More than two-thirds (68%) of energy executives recently surveyed said the regulatory restrictions following the Gulf of Mexico oil spill last year have had no impact on their companies' offshore exploration and production (E&P) efforts, according to the results of the Ninth Annual Energy Survey conducted by the KPMG Global Energy Institute.
The survey in April polled 550 financial executives from energy companies worldwide.
Shale gas/oil was most frequently cited by executives (44%) as the alternative energy source that would gain the most significant investments this year, with almost two-thirds (62%) forecasting that shale gas or oil would continue to have a transformative impact on meeting the world's energy needs.
Close to 35% of the executives said their companies plan to increase research and development (R&D) spending in alternative energy projects this year, which is up from 15% in the year-ago survey. Alternative energy sources expected to see more R&D investments were solar (31%), wind (25%), clean coal technology (17%), biodiesel (10%) and chemically stored electricity, such as batteries and fuel cells (8%).
"What is exciting about these findings is that it demonstrates the industry's intent to explore all options," said KPMG's John Kunasek. "Previously, the executives have pointed to wind and solar as the main investment choices, but this year we have seen a shift. Increased production of shale gas in North America could have profound implications on the global energy sector. Even batteries and fuel cells have entered the conversation."
About 8% surveyed said regulatory restrictions in the U.S. offshore would have little impact on long-term development of offshore reserves, but they have improved drilling practices -- and are more focused on onshore development. About 8% said they have moved their U.S. rigs to other locations worldwide in response to fallout from the BP plc Macondo well blowout.

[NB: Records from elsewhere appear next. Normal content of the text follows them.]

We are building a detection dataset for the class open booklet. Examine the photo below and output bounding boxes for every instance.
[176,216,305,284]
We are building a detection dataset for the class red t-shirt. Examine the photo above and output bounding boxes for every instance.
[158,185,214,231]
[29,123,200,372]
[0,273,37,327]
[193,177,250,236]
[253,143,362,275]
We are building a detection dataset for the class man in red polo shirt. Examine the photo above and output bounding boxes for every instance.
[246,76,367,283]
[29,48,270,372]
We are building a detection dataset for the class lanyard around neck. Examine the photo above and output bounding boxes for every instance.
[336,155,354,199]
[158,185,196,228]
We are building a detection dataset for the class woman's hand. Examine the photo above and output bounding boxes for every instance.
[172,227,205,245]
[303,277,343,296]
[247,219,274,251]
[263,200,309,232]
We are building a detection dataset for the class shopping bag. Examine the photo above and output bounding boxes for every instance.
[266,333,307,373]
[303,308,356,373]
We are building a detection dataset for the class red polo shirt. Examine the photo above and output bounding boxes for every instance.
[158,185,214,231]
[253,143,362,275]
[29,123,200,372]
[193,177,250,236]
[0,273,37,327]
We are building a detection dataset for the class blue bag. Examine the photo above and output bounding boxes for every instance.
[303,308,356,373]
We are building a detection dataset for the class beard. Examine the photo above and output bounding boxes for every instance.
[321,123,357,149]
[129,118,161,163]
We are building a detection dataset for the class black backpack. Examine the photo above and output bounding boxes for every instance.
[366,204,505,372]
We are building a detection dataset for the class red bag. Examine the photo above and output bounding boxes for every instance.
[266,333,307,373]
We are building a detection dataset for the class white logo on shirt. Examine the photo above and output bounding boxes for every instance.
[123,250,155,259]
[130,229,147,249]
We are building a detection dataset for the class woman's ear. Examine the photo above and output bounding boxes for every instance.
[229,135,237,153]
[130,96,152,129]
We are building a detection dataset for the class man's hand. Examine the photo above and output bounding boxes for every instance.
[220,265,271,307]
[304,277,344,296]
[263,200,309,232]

Of those who responded to the survey, 12% said there has been an increased emphasis on "nontraditional" exploration, including shale natural gas and oil, and another 10% said their companies today are more focused on onshore drilling than a year ago.
The "good news is that energy executives tell us they are significantly increasing investment in a range of alternative energy sources and see shale factoring strongly into meeting the world's future energy needs," said Kunasek, national leader of KPMG's U.S. energy practice.
Through the rest of 2011 energy executives surveyed said they expect to see continued volatility in the price per barrel of oil, with more than half (64%) forecasting crude prices eventually to surpass $121/bbl.
Energy executives see high oil prices continuing, about one-third of the respondents with a U.S. peak of between $121 and $131/bbl, and another one-third expecting even higher prices. About 35% said current crude prices are near the high for the year. However, there is more positive news for shale players.
Most of those surveyed see higher capital spending this year from 2010. About one-third (33%) of those responding see capital spending up by more than 10% from 2010; 17% forecast a jump of 5-10%, while about 17% see about 5% more spending. Almost 70% anticipate operating costs to rise over the coming year.
Among other things executives expect more capital spending this year could be earmarked for increasing staff, with up to half (49%) of those surveyed expecting to see their workforces expanded over the next 12 months -- up 2% from the 2010 survey. About 25% said their workforces would be up 5%, while 13% said 5-10%. About 11% think their companies will expand by more than 10%.
"Executive expectations for capital spending and hiring are very positive indicators for the energy industry," said KPMG's Regina Mayor, U.S. oil and gas sector leader. "After several years of lower investment, companies appear focused on transformation and innovation, despite the significant regulatory and economic risk factors they are confronting."